So before I share this particular inspiration, I will just say it's exactly what I needed right now. I was lucky enough to get to talk with not one but two of my soulmate-friends (Joseph & Hannah) this morning, and I heard myself wondering aloud with both of them What's next? I feel stuck but I'm fairly certain it's my own fear keeping me stuck. Even knowing it's me holding me back isn't enough to get me unstuck though - and that's the problem.
This quote from Marianne Williamson - on a handout from last year's Passover celebration at Joel & Melissa's - really spoke to where I'm at and what I'm struggling with. Joel & Melissa prepared a beautiful, progressive seder and this reading is from a section called "The Four Adults" that is a response to the traditional seder section called "the Four Children." It is a way of reminding us how much we have to learn from youth by describing four types of adults: angry adult, ashamed adult, fearful adult, compassionate adult. We are reminded that to create a just world, with children and people who are wise, we need to learn from all of these adults. They all dwell inside each of us and we can only truthfully struggle for justice with an open heart, if we let ourselves hear the lessons of all of them.
Marianne Williamson brings us the teaching for the ashamed adult.
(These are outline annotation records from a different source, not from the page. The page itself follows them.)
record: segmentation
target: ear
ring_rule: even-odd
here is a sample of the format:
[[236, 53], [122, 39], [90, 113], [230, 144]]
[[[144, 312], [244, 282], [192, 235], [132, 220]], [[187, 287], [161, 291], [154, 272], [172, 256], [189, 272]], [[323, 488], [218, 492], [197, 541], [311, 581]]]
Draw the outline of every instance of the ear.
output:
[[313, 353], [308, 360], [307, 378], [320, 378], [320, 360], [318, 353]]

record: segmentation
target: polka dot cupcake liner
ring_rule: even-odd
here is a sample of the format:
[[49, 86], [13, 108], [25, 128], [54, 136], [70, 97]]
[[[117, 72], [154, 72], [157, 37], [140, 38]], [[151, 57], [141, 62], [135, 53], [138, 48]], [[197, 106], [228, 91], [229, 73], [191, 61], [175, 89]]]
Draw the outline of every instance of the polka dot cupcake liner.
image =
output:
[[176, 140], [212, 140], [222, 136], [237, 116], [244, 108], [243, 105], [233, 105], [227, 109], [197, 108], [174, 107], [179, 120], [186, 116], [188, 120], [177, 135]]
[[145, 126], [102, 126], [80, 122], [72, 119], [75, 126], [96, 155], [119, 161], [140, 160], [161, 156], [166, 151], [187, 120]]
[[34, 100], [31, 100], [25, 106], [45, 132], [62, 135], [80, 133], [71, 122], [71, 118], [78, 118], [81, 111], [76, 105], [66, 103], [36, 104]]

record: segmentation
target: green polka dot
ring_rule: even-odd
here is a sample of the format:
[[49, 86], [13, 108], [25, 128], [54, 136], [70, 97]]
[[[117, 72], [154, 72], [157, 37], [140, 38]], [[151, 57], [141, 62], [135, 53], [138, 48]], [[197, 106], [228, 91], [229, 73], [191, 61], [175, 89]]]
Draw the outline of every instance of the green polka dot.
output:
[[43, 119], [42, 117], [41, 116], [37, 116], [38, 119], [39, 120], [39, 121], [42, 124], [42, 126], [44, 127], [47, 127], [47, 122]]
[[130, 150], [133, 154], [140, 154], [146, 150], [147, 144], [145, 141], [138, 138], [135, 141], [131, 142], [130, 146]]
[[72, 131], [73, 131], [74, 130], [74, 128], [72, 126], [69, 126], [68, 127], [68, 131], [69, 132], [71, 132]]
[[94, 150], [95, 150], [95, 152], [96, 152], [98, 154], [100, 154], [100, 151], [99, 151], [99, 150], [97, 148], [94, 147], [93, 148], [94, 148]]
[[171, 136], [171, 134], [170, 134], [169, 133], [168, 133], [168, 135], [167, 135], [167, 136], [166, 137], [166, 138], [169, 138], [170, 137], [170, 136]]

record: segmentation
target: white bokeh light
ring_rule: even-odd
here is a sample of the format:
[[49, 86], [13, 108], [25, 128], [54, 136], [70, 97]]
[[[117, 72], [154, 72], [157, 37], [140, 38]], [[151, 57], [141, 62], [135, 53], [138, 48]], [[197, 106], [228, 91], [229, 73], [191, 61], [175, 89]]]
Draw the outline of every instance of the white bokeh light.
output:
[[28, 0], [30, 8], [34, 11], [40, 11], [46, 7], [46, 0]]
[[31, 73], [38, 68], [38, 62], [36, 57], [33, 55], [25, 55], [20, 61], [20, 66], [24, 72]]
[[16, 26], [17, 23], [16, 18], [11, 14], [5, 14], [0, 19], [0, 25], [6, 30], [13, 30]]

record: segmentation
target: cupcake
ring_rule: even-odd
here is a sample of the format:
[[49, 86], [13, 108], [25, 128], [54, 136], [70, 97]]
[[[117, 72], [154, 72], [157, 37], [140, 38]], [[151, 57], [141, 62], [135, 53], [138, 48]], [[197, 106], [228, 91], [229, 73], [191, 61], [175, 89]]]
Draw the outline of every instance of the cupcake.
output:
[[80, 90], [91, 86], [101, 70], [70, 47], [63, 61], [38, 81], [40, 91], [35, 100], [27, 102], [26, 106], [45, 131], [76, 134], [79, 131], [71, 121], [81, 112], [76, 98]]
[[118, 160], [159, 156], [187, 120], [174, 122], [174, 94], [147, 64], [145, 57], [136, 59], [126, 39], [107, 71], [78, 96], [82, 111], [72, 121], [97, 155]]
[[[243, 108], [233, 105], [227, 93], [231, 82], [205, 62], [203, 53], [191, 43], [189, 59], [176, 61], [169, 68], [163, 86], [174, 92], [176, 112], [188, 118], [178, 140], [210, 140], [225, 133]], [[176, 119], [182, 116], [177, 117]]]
She writes:
Our deepest fear is not that we are inadequate; our deepest fear is that we are powerful beyond measure. it is our light, not our darkness that most frightens us. We ask ourselves, who am I to be brilliant, gorgeous, talented, and fabulous? Actually who are you not to be? You are a child of G-d. Your playing small doesn't serve the world. There's nothing enlightened about shrinking so that other people won't feel insecure around you. We were born to make manifest the glory of G-d that is within us. It's not just in some of us, it's in everyone. And as we let our own light shine, we unconsciously give others permission to do the same. As we are liberated from our own fear, our presence automatically liberates others.
Now, I'll be the first to say I have a gut reaction when I read about G-d in any piece of writing; and while my own "faith" struggles with a G-d concept, what resonates in this for me is the idea that our goodness and good work could bring out more of that in others, in the world. Our fear & shame holds us back, but when we embrace our power and our path ("destiny" if you believe in that sort of thing), not only do we experience freedom, but we free others as well.
I am going to meditate on this idea tonight. I want to see if I have any more courage than I had this morning, as my voice shook and made excuses in response to not one but two friends telling me You are free. You are not stuck.
I want to discover what is really filling with me fear. I wonder, is the fear of my own possibility what is really keeping me stuck?